MORGANTOWN — Yesterday’s Hero was gathered in front of his television, just as so many of us were on that Thursday night, watching the final seconds tick off as West Virginia and Cincinnati were coming down the stretch, watching Today’s Hero do his thing.
Jarrod West felt like he’d been there before.
And he had.
“I felt kind of queasy,” West said as he thought back to the moment when Da’Sean Butler beat Cincinnati with a last-second field goal to avoid overtime and advance to the semifinals of the Big East Tournament.
West has trouble believing it was 12 years since that March 19 night in Utah.
He now has gone past age 30, is teaching and coaching in Clarksburg, has started his own family.
He has gone from Mountaineer idol to Mountaineer fan, just a face in the crowd when he goes to games with his child, a child who has over the past few years became a Da’Sean Butler fan.
“My son loves him to death,” West said.
But Jarrod West knows that before there was Da’Sean Butler there was Jarrod West walking in Butler’s sneakers.
If you are old enough, you cannot forget the moment, for it was one of the most intriguing in Mountaineer sports history.
WVU had a really good team under Gale Catlett, a team that at that moment was 24-8, a team with West and Brent Solheim and Damian Owens, a team that had advanced through the first round of the NCAA Tournament, beating John Chaney’s Temple team by 30 points.
But now you had Catlett against his old Cincinnati team, just as you had Bob Huggins facing his former Cincinnati team the other night, only that time Huggins was on the Cincinnati bench, a younger, even more brash coach with dreams of a title with a young star in Kenyon Martin.
As the final seconds ticked down, Cincinnati led by two points at 74-72 and Catlett had a play called, one where West had the ball.
It so many ways it was eerily similar circumstances and West knew it as he watched his TV.
“It was the same area of the court,” West said. “When he shot it, I knew it was going in.”
Let’s hit the rewind button of the mind for a moment and go back to that night in Boise, Utah, when Jarrod West became Yesterday’s Hero and compare it to what the night when Butler because Today’s Hero.
WVU was staring at defeat, no doubt, the clock in its final seconds.
“It was a different situation,” West noted. “Hit it or miss it, West Virginia would have played another game the other night. But we were in the NCAA Tournament. It was win or go home.”
West took the ball at the top of the key, a little deeper than Butler. He had a high screen, just as Butler had.
West saw Kenyon Martin trying to come at him.
“He got hooked on the screen, so I had a good shot,” West said.
But West was a little guy and Cincinnati, as Huggins has, possessed monsters, including Ruben Patterson, a tall, long-armed athlete who saw West and switched toward him.
Patterson leaped, his arm extended skyward.
“I had to shoot the ball a little higher than normal,” West recalled.
He didn’t know it at the time, but Patterson got just a fingertip on the ball, not enough to make it miss, but enough to alter the spin, maybe just enough to make it go in.
Like Butler’s, West’s ball banked off the backboard and went in.
What transpired next is hard to describe, both from those who have viewed it and having experienced it.
“It’s one of those feeling I wish everyone could experience,” West said.
There was a numbness, both of body and mind.
“You turn around and everyone is jumping on you.
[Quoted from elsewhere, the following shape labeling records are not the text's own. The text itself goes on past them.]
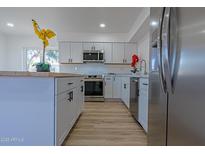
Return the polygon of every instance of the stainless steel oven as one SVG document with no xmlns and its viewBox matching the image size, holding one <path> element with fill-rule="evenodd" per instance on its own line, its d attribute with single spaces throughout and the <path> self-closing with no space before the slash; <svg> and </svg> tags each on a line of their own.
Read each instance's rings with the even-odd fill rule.
<svg viewBox="0 0 205 154">
<path fill-rule="evenodd" d="M 104 80 L 101 75 L 85 77 L 85 101 L 104 101 Z"/>
</svg>

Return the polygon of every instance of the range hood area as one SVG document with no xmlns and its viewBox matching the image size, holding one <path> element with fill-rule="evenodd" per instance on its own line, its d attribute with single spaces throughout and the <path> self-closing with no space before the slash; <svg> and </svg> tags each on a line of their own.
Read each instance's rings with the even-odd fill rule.
<svg viewBox="0 0 205 154">
<path fill-rule="evenodd" d="M 104 50 L 96 50 L 92 46 L 90 50 L 83 50 L 83 63 L 104 63 Z"/>
</svg>

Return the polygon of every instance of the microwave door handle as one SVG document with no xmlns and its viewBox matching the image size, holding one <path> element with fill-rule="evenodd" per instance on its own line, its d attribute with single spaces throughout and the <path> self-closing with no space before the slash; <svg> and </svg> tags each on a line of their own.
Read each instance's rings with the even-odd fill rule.
<svg viewBox="0 0 205 154">
<path fill-rule="evenodd" d="M 158 67 L 159 67 L 159 77 L 160 77 L 160 82 L 161 82 L 161 88 L 164 93 L 166 93 L 166 81 L 164 77 L 164 69 L 162 67 L 162 38 L 161 38 L 161 33 L 162 33 L 162 23 L 163 23 L 163 15 L 164 15 L 164 8 L 162 9 L 161 16 L 159 18 L 159 31 L 158 31 L 158 36 L 157 36 L 157 55 L 158 55 Z"/>
</svg>

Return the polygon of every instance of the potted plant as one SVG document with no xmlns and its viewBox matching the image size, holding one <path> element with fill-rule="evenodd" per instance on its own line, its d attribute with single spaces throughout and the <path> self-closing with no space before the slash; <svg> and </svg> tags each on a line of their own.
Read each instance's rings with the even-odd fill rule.
<svg viewBox="0 0 205 154">
<path fill-rule="evenodd" d="M 32 22 L 35 34 L 43 42 L 43 61 L 36 64 L 36 70 L 37 72 L 50 72 L 50 64 L 45 62 L 45 51 L 46 47 L 49 45 L 48 39 L 55 37 L 56 34 L 50 29 L 41 29 L 33 19 Z"/>
</svg>

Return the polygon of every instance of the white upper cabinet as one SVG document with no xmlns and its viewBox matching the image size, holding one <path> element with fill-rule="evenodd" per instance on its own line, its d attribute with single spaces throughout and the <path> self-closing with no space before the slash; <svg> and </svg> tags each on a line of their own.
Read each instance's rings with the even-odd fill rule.
<svg viewBox="0 0 205 154">
<path fill-rule="evenodd" d="M 137 44 L 126 43 L 125 44 L 125 63 L 130 64 L 132 62 L 133 54 L 137 54 Z"/>
<path fill-rule="evenodd" d="M 124 63 L 124 43 L 113 43 L 112 63 Z"/>
<path fill-rule="evenodd" d="M 103 43 L 105 63 L 112 63 L 112 43 Z"/>
<path fill-rule="evenodd" d="M 113 42 L 59 42 L 60 63 L 83 63 L 83 50 L 104 51 L 107 64 L 130 64 L 132 55 L 137 54 L 136 43 Z"/>
<path fill-rule="evenodd" d="M 93 46 L 95 47 L 95 50 L 103 50 L 103 44 L 101 42 L 96 42 L 93 44 Z"/>
<path fill-rule="evenodd" d="M 72 63 L 83 63 L 83 44 L 72 42 L 70 44 L 70 59 Z"/>
<path fill-rule="evenodd" d="M 59 61 L 60 63 L 68 63 L 70 61 L 69 42 L 59 42 Z"/>
</svg>

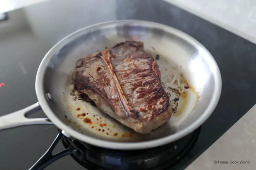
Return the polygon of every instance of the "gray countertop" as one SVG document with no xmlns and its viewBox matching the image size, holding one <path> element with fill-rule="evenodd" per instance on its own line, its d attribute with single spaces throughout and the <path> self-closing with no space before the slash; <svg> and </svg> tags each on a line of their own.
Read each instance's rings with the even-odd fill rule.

It was like you were dreaming,” he said.
Butler went through it just as West did, just as Mike Gansey has done and anyone else who has beaten the buzzer with a shot that turned a game around, a season around or made a hero of them.
Oddly, while Jarrod West and Da’Sean Butler are joined at the hip by their moment of greatness, they have not before really had much interaction, Butler being Today’s Hero and West a face out of Yesterday.
“I met him at Midnight Madness,” Jarrod West recalled, “but we do not really have a relationship. I do love his body of work, though.”
Jarrod West also had a chance to meet Bob Huggins, the man he had beaten all those many years ago.
“I was told he wasn’t happy when he met me,” Jarrod West said.
Just as it’s easy to remember heroic moments, it’s hard to forget when they come at your expense.